É o que preconiza a Lei Maria da Penha, em seu Art. 22, Inciso IV:
“Seção II
Das Medidas Protetivas de Urgência que Obrigam o Agressor
Art. 22. Constatada a prática de violência doméstica e familiar contra a mulher, nos termos desta Lei, o juiz poderá aplicar, de imediato, ao agressor, em conjunto ou separadamente, as seguintes medidas protetivas de urgência, entre outras:
(...)
IV - restrição ou suspensão de visitas aos dependentes menores, ouvida a equipe de atendimento multidisciplinar ou serviço similar”.
Destarte, o agressor poderá estar até mesmo judicialmente afastado do lar ou preso provisoriamente que continuará podendo exercer seu direito de visitação aos filhos menores. No segundo caso, se os avós paternos ou algum parente próximo assim se dispuser e puder conduzir o menor regularmente até a penitenciária onde se encontra o agressor custodiado.
Com maior razão, as tradicionais medidas de proibição de aproximação, de contato e de frequentação de determinados lugares, não elidem o direito de visitação paterna.
Importante salientar que a ofendida possui o dever processual de não criar obstáculos à efetivação da visitação paterna, incluindo aí sugerir alternativas para que essa visitação se concretize. Claro, sempre preservando-se o comando judicial protetivo deferido a seu favor. Para tanto, deverá ser eleita terceira pessoa, comum ao casal, para retirada e devolução do menor do lar materno. O agressor jamais poderá participar ou assistir diretamente essa retirada da criança, sob pena de romper o raio de distância protetivo judicialmente fixado pela medida protetiva de urgência, com todas as suas consequências (prisão preventiva).
Em alguns casos, e isso não é raro, a visitação paterna não passa de um artifício ou ardil do agressor para mais uma vez investir contra sua vítima ou postergar o seu sofrimento psicológico, não tendo mesmo o agressor nenhum interesse ou afeto sobre a criança. O desejo do agressor seria o de apenas consumar a destruição física, moral ou psicológica da mulher. Nestes casos, a alienação parental feita pelo agressor seria uma obstinação acessória.
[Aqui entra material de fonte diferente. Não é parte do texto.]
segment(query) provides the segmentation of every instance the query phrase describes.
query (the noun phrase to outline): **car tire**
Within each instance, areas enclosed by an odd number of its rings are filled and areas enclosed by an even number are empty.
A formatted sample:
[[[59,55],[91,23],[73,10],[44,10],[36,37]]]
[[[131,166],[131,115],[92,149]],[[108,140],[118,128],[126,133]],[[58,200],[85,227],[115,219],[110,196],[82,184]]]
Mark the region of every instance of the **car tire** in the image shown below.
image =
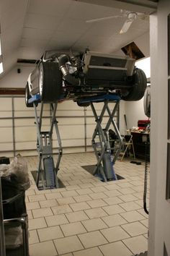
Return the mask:
[[[80,102],[80,101],[77,101],[77,105],[79,106],[84,106],[84,107],[86,107],[89,106],[90,105],[89,102]]]
[[[39,65],[39,91],[41,101],[53,103],[62,94],[62,73],[57,62],[41,62]]]
[[[28,100],[31,98],[30,93],[30,90],[29,90],[29,86],[28,84],[27,84],[26,88],[25,88],[25,105],[27,108],[33,108],[33,103],[29,103]]]
[[[125,94],[122,94],[122,99],[126,101],[140,100],[145,93],[147,86],[146,74],[142,69],[135,69],[133,75],[133,85],[132,88]]]

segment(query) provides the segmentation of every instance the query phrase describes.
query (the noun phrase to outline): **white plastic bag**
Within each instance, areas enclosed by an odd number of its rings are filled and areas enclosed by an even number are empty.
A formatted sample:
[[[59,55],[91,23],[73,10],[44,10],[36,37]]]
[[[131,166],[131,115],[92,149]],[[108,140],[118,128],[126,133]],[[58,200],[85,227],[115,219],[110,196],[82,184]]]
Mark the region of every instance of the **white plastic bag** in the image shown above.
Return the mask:
[[[0,164],[0,176],[6,176],[9,175],[9,164]]]
[[[16,181],[24,187],[24,190],[29,189],[30,182],[28,174],[27,163],[22,156],[17,155],[14,157],[9,166],[8,172],[9,175],[15,174]]]

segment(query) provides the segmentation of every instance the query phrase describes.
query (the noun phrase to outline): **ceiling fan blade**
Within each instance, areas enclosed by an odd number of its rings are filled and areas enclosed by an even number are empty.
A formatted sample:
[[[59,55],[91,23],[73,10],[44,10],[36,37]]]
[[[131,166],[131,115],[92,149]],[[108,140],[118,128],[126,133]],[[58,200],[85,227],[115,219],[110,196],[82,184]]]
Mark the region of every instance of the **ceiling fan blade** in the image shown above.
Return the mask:
[[[130,28],[130,25],[132,25],[134,19],[128,19],[125,21],[125,22],[123,24],[123,26],[120,31],[120,34],[123,34],[124,33],[126,33],[128,29]]]
[[[102,21],[102,20],[109,20],[109,19],[119,18],[119,17],[122,17],[122,16],[116,15],[116,16],[104,17],[103,18],[88,20],[86,20],[86,23],[92,23],[92,22],[100,22],[100,21]]]

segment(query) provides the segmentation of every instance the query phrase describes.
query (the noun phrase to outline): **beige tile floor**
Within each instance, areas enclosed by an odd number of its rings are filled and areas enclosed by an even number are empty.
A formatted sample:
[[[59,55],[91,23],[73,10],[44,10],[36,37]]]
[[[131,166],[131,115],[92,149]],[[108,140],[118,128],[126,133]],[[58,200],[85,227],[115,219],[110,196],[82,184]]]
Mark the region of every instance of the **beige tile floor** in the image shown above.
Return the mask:
[[[29,171],[37,158],[27,158]],[[39,191],[30,174],[26,192],[30,256],[131,256],[147,250],[148,216],[143,210],[144,163],[117,161],[125,179],[103,183],[81,166],[94,153],[63,155],[58,177],[65,188]]]

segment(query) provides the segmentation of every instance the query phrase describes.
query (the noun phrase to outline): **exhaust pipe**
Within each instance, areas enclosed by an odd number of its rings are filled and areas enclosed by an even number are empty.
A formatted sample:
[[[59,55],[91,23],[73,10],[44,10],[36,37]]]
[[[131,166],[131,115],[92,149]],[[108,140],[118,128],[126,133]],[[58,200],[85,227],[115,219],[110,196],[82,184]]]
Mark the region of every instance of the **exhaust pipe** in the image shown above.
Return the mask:
[[[69,56],[66,54],[62,54],[58,57],[58,64],[59,69],[63,73],[63,78],[71,85],[79,85],[80,80],[79,78],[76,78],[72,76],[69,71],[68,70],[66,64],[69,61]]]

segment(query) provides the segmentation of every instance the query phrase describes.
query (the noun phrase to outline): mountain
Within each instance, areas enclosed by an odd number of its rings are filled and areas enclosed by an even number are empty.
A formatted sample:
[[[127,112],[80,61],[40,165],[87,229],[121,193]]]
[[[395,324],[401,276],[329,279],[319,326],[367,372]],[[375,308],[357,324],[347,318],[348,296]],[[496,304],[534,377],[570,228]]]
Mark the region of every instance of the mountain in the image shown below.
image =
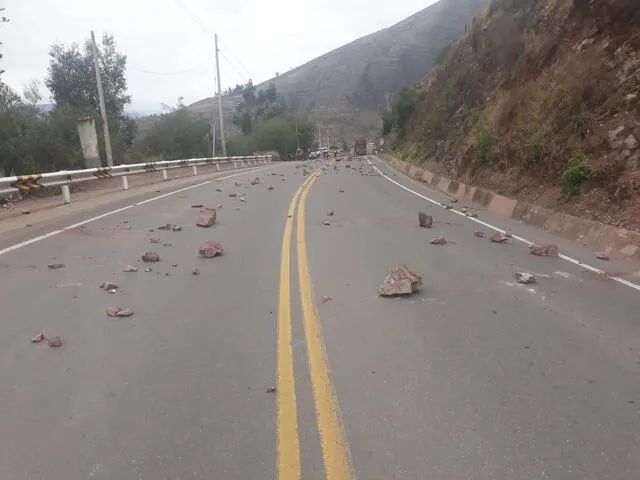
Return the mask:
[[[443,48],[465,30],[486,0],[441,0],[415,15],[333,50],[265,82],[276,85],[292,113],[331,127],[332,143],[381,132],[381,113],[394,93],[428,73]],[[233,131],[235,105],[225,97],[225,130]],[[217,115],[215,98],[189,106],[200,116]]]
[[[398,155],[640,231],[638,0],[492,0],[406,98]]]

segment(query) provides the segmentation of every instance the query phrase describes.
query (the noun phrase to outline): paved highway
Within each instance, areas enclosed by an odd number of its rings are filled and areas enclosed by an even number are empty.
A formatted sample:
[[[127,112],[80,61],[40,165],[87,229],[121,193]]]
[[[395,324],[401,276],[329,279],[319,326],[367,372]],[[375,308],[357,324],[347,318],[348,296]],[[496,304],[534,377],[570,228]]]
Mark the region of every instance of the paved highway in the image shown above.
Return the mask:
[[[607,264],[623,285],[490,243],[511,227],[597,261],[487,212],[479,225],[379,163],[319,167],[5,231],[0,479],[640,478],[638,265]],[[195,226],[198,204],[222,205],[215,225]],[[224,254],[200,258],[205,240]],[[420,292],[377,295],[394,263]],[[31,343],[41,331],[63,346]]]

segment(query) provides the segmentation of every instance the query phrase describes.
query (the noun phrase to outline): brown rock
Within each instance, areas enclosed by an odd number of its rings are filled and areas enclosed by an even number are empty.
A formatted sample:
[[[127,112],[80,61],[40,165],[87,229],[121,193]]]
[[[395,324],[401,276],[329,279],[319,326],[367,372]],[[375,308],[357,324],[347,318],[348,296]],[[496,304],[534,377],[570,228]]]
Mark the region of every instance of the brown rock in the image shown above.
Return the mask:
[[[39,333],[38,335],[36,335],[31,339],[31,343],[42,343],[44,342],[44,340],[45,340],[44,333]]]
[[[200,215],[198,215],[198,220],[196,225],[199,227],[210,227],[214,223],[216,223],[216,211],[213,208],[203,208],[200,210]]]
[[[516,280],[518,281],[518,283],[522,283],[522,284],[536,283],[536,277],[533,275],[533,273],[516,272],[514,273],[514,277],[516,277]]]
[[[538,243],[529,247],[529,253],[538,257],[557,257],[558,246],[552,243]]]
[[[209,240],[207,242],[204,242],[202,245],[200,245],[200,248],[198,249],[198,253],[202,257],[213,258],[217,255],[221,255],[222,253],[224,253],[224,248],[222,248],[222,245],[220,245],[219,242]]]
[[[431,215],[427,215],[426,213],[420,212],[418,213],[418,224],[422,228],[431,228],[433,226],[433,217]]]
[[[62,340],[62,338],[56,336],[52,340],[47,340],[47,343],[51,348],[60,348],[64,344],[64,341]]]
[[[386,276],[378,294],[383,297],[409,295],[422,287],[422,276],[406,265],[394,265]]]
[[[491,235],[490,240],[495,243],[504,243],[507,241],[507,236],[502,232],[497,232]]]
[[[100,284],[100,288],[103,288],[104,290],[117,290],[120,287],[113,282],[102,282]]]
[[[148,262],[148,263],[160,261],[160,255],[158,255],[156,252],[145,252],[140,258],[142,258],[143,262]]]
[[[446,245],[447,239],[442,236],[436,236],[436,237],[433,237],[431,240],[429,240],[429,243],[431,245]]]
Se esta for a situação real, de afronta à incolumidade da mulher, caberá à mesma comunicar o fato com urgência e brevidade ao Defensor Público ou Promotor de Justiça titulares do Juizado de Violência Doméstica, para que sejam adotadas todas as medidas judicias cabíveis, como, p. ex., requerer-se a medida protetiva de urgência de suspensão de visitas aos dependentes menores. Para tanto, a Lei Maria da Penha é profilática:
“As medidas protetivas de urgência serão aplicadas isolada ou cumulativamente, e poderão ser substituídas a qualquer tempo por outras de maior eficácia, sempre que os direitos reconhecidos nesta Lei forem ameaçados ou violados”.
Ainda, oportuno destacar que a partícula “e familiares” previstas nas medidas protetivas de urgência de proibição de aproximação e de contato, por interpretação sistemática, não alcançam os filhos menores do casal, porque, como visto, para restrição de visitação paterna a lei de regência prevê dispositivo normativo próprio.
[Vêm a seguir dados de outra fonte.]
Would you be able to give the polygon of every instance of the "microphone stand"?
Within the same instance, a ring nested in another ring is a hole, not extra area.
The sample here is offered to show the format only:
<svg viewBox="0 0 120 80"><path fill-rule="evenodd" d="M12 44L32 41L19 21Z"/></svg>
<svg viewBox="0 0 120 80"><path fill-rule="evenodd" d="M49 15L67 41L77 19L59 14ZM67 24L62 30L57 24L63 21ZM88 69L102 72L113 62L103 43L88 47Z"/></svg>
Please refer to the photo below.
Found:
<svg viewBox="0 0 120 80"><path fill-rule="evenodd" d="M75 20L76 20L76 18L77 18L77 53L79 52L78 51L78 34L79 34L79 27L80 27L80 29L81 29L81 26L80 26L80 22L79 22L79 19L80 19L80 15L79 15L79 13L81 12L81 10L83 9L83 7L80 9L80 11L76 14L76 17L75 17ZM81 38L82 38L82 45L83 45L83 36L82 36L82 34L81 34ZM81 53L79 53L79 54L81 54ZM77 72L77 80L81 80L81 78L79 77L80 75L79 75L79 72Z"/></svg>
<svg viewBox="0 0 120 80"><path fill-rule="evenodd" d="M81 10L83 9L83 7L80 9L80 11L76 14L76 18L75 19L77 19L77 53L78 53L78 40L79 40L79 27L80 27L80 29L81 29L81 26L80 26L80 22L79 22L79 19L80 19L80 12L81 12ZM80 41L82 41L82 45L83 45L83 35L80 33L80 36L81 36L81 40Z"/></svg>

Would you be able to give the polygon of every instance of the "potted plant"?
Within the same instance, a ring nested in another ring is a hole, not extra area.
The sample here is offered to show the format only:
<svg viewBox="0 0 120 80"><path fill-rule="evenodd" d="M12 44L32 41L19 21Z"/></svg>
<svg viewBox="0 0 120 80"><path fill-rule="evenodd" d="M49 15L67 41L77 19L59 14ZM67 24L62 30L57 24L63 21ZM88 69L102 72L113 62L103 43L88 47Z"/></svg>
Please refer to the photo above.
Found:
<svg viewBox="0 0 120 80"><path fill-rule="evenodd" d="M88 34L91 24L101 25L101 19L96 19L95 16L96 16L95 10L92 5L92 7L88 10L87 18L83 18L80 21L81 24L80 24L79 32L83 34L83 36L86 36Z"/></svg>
A participação das Equipes de Atendimento Multidisciplinares, compostas por psicólogos e assistentes sociais, são de grande valia para verificação da exposição de crianças a situação de risco, ocasionadas pela violência doméstica. Tanto que a Lei Maria da Penha, numa interpretação literal, parece condicionar o deferimento da medida protetiva de urgência de suspensão de visitas aos dependentes menores à sua prévia oitiva e confecção de subsídios por escrito.
Em casos extremos, de iminente risco ou perigo de dano irreversível para o menor, o Juiz poderá, dentro de seu poder geral de cautela, conceder imediatamente a medida protetiva de restrição de visitação paterna, postergando-se a oitiva da Equipe Multidisciplinar para depois da efetivação da decisão acautelatória. O que acontece muito nos casos de suspeita de violência sexual praticada pelo agressor contra os filhos, mesmo que ainda a se apurar em procedimento penal distinto.